In [1]:
#Run this cell once 

import sys
import os
import codecs
import spacy
from gensim.models import Phrases
from gensim.models.word2vec import LineSentence

PROJECT_ROOT = '/home/astra/work/projects/lamedoc_new/project/'
if os.path.dirname(PROJECT_ROOT) not in sys.path:
    sys.path.append(os.path.dirname(PROJECT_ROOT))

from src.utils.files_paths import init_paths

# Load language model. Takes time.
nlp = spacy.load('en')

# Helper functions for processing
def is_punct(token):
    """
    Returns True if token is punctuation or space
    """
    return token.is_punct or token.is_space

def line_generator(filename):
    """
    Returns escaped line generator
    """
    with codecs.open(filename, encoding='utf_8') as f:
        for line in f:
            yield line.replace('\\n', '\n')
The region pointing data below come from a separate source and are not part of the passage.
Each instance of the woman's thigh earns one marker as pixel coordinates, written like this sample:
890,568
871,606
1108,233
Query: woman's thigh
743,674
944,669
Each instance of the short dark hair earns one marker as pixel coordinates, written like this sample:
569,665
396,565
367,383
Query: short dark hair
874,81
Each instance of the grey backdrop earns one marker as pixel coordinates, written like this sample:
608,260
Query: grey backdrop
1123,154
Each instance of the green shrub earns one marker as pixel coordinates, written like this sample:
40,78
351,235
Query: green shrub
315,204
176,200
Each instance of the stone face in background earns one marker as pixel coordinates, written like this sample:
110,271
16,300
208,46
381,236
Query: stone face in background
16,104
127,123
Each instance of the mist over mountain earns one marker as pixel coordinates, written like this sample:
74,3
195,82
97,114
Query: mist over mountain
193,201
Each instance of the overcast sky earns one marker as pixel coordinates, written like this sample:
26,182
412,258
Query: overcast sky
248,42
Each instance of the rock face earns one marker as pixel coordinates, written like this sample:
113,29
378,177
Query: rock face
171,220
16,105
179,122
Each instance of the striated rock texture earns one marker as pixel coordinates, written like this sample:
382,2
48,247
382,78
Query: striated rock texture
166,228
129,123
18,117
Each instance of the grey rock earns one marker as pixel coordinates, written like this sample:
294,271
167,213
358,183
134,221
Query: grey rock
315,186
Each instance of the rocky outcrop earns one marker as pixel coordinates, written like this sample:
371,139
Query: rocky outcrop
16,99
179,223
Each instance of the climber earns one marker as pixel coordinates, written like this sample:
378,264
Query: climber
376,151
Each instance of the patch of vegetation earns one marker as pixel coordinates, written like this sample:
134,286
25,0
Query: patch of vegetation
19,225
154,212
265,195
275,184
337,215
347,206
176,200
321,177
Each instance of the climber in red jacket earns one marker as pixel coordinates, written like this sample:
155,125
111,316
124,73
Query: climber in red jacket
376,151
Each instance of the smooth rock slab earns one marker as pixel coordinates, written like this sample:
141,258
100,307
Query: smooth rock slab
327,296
def text_lemmatizer(filename):
    """
    Lemmatizes the text, and yield sentences
    """
    for parsed_chunk in nlp.pipe(line_generator(filename),batch_size=10000, n_threads=4):
        for sent in parsed_chunk.sents:
            yield ' '.join([token.lemma_ for token in sent if not is_punct(token)])



In [2]:
# Define raw text file
from settings import settings
RAW_TEXT_FILE_NAME = 'sec_wiki_books_requests.txt'
raw_text_file = os.path.join(settings.RAW_DATA_PATH, RAW_TEXT_FILE_NAME)

# Define ngrams paths
unigram_text_filepath = init_paths(RAW_TEXT_FILE_NAME)['unigram_text_filepath']
bigram_model_filepath = init_paths(RAW_TEXT_FILE_NAME)['bigram_model_filepath']
bigram_text_filepath = init_paths(RAW_TEXT_FILE_NAME)['bigram_text_filepath']
trigram_model_filepath = init_paths(RAW_TEXT_FILE_NAME)['trigram_model_filepath']
trigram_text_filepath = init_paths(RAW_TEXT_FILE_NAME)['trigram_text_filepath']
normalized_text_filepath = init_paths(RAW_TEXT_FILE_NAME)['normalized_text_filepath']

In [3]:
# Loads RAW_TEXT_FILE_NAME and save as unigram text.
if True:
    with codecs.open(unigram_text_filepath, 'w', encoding='utf_8') as f:
        for sentence in text_lemmatizer(raw_text_file):
            f.write(sentence + '\n')

In [4]:
unigram_text = LineSentence(unigram_text_filepath)

In [5]:
# Generating bigram model
if True:
    bigram_model = Phrases(unigram_text)
    bigram_model.save(bigram_model_filepath)

In [6]:
from gensim.models.phrases import Phraser
# Load bigram model
bigram_model = Phraser.load(bigram_model_filepath)

In [7]:
# Making bigram text.
if True:
    with codecs.open(bigram_text_filepath, 'w', encoding='utf_8') as f:
        for unigram_sentence in unigram_text:
            bigram_sentence = ' '.join(bigram_model[unigram_sentence])
            f.write(bigram_sentence + '\n')



In [8]:
bigram_text = LineSentence(bigram_text_filepath)

In [9]:
# Generating trigram.
if True:
    trigram_model = Phrases(bigram_text)
    trigram_model.save(trigram_model_filepath)

In [10]:
# Load trigram model
trigram_model = Phraser.load(trigram_model_filepath)

In [11]:
# Generating trigram text
if True:
    with codecs.open(trigram_text_filepath, 'w', encoding='utf_8') as f:
        for bigram_sentence in bigram_text:
            trigram_sentence = ' '.join(trigram_model[bigram_sentence])
            f.write(trigram_sentence + '\n')



In [12]:
trigram_text = LineSentence(trigram_text_filepath)

In [13]:
# Generating normalized text
if True:
    with codecs.open(normalized_text_filepath, 'w', encoding='utf_8') as f:
        for parsed_text in nlp.pipe(line_generator(raw_text_file),
                                      batch_size=10000, n_threads=4):
            
            # lemmatize the text, removing punctuation and whitespace
            unigram_text = [token.lemma_ for token in parsed_text
                              if not is_punct(token)]
            #print("unigram")
            
            # apply the first-order and second-order phrase models
            bigram_text = bigram_model[unigram_text]
            trigram_text = trigram_model[bigram_text]
            
            # remove any remaining stopwords
            trigram_text = [term for term in trigram_text
                              if term not in spacy.en.language_data.STOP_WORDS]
            #print("trigram")
            
            # write the transformed review as a line in the new file
            trigram_text = ' '.join(trigram_text)
            f.write(trigram_text + '\n')